The most common way for cable cooling is by means of forced circulation (pumping) of sub-cooled liquid nitrogen. In order for the cable to remain in superconducting state it is extremely important that the cooling media has an homogeneous density and flow in order to dissipate heat from the cable (thermal losses and heat generated by the so called AC losses). Therefore the liquid nitrogen is not allowed to boil and create “bubbles”.

This is achieved by subcooling the liquid nitrogen that flows through the cable by bringing the liquid below its saturation temperature by increasing the pressure. The liquid nitrogen can now absorb the generated heat without boiling. Typically these systems operate in a temperature range of 66-72K (since this is the temperature range where the superconductor has it best characteristics). Sub-cooling pressures vary from 3-20 barg.

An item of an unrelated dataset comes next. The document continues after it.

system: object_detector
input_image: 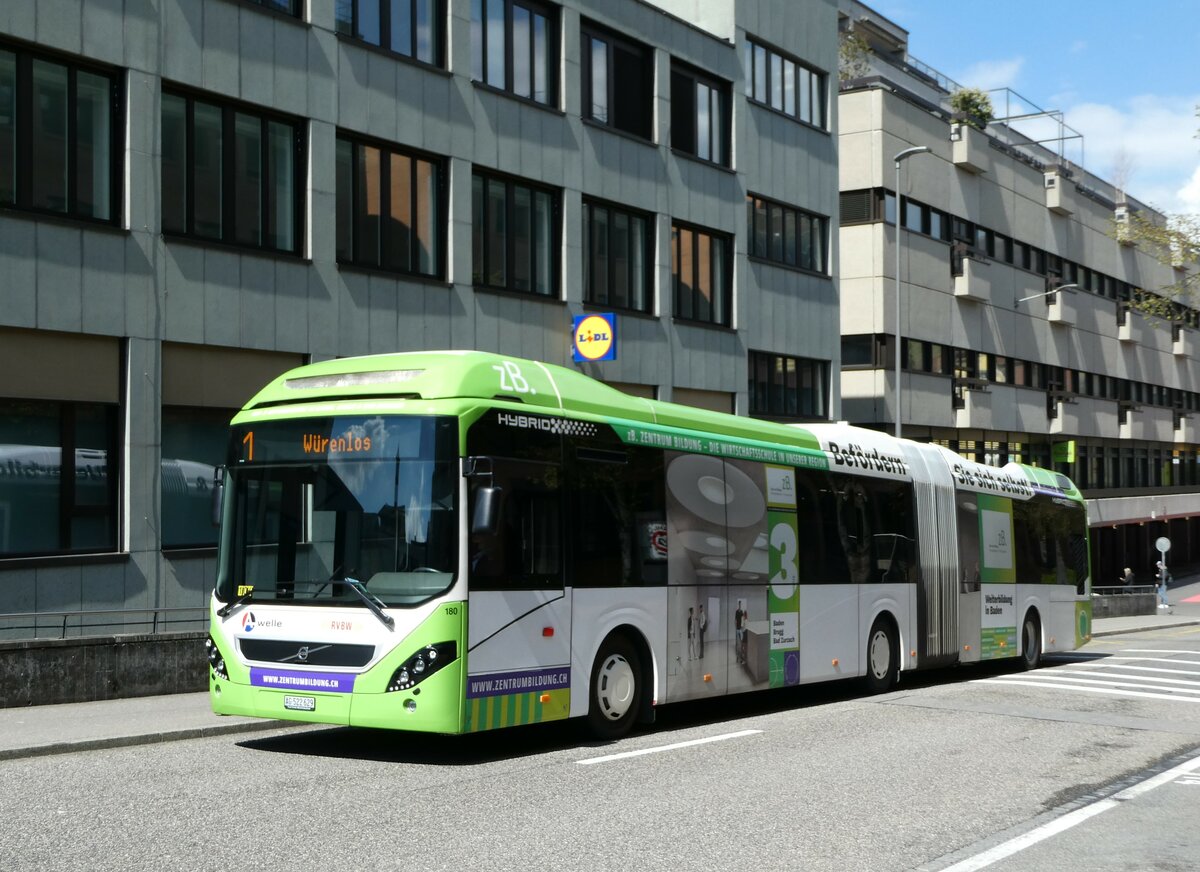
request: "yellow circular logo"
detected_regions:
[575,315,613,360]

Stirling Forced Flow System
The Stirling Forced Flow Cooling systems are specifically designed for this type of use: liquid nitrogen is subcooled (by pressurizing) and forced flowed (pumped) through the power cable in a closed loop by means of a cryogenic pump. The heat of the cable increases the temperature of the liquid. This energy is dissipated either in a second bath of (boiling) liquid nitrogen on which the Stirling SPC cryogenerators cool away the released energy (1), or directly on the cold head of the Stirling SPC Cryogenerator. Option 1 is shown in below schematic (the heat exchanger on the left represents the power cable).
 

 
Although cooling of the cable may appears simple, in reality it is a rather complex system. First, an important number of components are not shown in the basic schematic (T & P transmitters, cryogenic valves, control units, safety valves etc). Since reliability is a major concern most of them require redundancy, what needs to be integrated cryogenically.

Additionally a “thermodynamic – economical” equilibrium must be determined. The number of coolers that can be connected to this system is unlimited in theory. Each component which will be integrated/added will come at a “thermal” cost: it adds to the total heat in-leak of the system. 
Last but not least, the temperature difference over the cable allowed by its designer (which determines the flow rate of the LN₂), in combination with the diameters of the piping and cable cryostat, can result in pump and friction losses forming an additional heat load for the system.